Des constat lucides y sont présentés. « On a le droit d’aspirer à rentrer chez nous le soir en un morceau. Je dis aux jeunes avec qui je bosse, posez-vous la question : est-ce que je suis en sécurité ou pas ? Un critère tout bête : quand je rentre chez moi le soir est-ce je peux raconter à ma femme, à mes enfants ce que je suis en train de faire, ce que je vais faire, sans passer pour un fou ? On n’est pas des acrobates. On n’est pas des cascadeurs. On est des professionnels. » Charles martèle ces paroles avec clarté, la main sur le cœur.
Les échanges tournent autour des spécificités du métiers, des risques inhérents aux chantiers, des points de sécurité litigieux. Il serait assez abscons d’en lister ici le détail. Parfois, au détour d’une analyse purement professionnelle, le discours s’échappe vers des considérations plus sociales et politiques. C’est Roger qui s’exprime. On ne peut pas le soupçonner d’être un tribun révolutionnaire aguerri.
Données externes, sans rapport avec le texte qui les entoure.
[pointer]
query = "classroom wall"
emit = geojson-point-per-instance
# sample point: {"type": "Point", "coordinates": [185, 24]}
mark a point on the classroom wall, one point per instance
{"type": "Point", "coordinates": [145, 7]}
Le gars est nerveux, la diction est heurtée. Le propos n’en est que plus sincère et authentique , exempt de quelque intention de prosélytisme: « On est dans un monde qui marche sur le profit. Qui marche sur l’argent. Et dans le boulot ça se traduit par une pression. Une pression au rendement ». « Le principal c’est de trouver des formes d’organisation entre nous pour réussir à construire des rapports de force face à nos employeurs. Au final, c’est eux qui tirent les profits de notre boulot. Nous on est juste là pour vendre notre force de travail, et eux ils tirent les profits de notre boulot. » Au-delà des problématiques inhérentes à chaque corps de métier, les problèmes et les dysfonctionnement dans le monde du travail prennent source dans ces quelques mots jetés à la volée, un samedi matin sur un parking d’usine : profit, argent, pression, rendement. Mais, plus réjouissant, viennent aussi ceux qui portent en eux les germes d’une résistance : organisation, construire des rapports de force.
16 heures approche. La famille de Quentin a quitté les lieux il y a un moment déjà, éprouvée, mais soulagée. Les proches d’Arthur et Vincent sont partis également. Restent quelques cordistes, ferraillant sur des points de sécurité, des spécificités techniques. La pluie qui nous a épargnés tout le jour se fait menaçante. Conformément à nos engagements à 16 heures pile nous levons le camp. Conformément à nos engagements, derrière nous le parking est demeuré propre.
Pas une goutte d’alcool n’a circulé durant ces 6 heures de présence. Sans rien céder au fond ni à la force du propos, les paroles n’ont pas un instant versé dans l’outrance ou l’invective.
« L’ambiance cordiste » n’évoquant pas en général les Nocturnes de Chopin, ce simple constat est source de satisfaction. Ne serait-ce que de ces points de vue éthiques et organisationnels, cette journée serait déjà un succès. De l’avis général, elle le fut bien au-delà.
Comme nous l’avions écrit dans le visuel annonçant le rassemblement, nous avons été fiers, dignes, unis, responsables. Exemplaires, j’ai envie d’ajouter.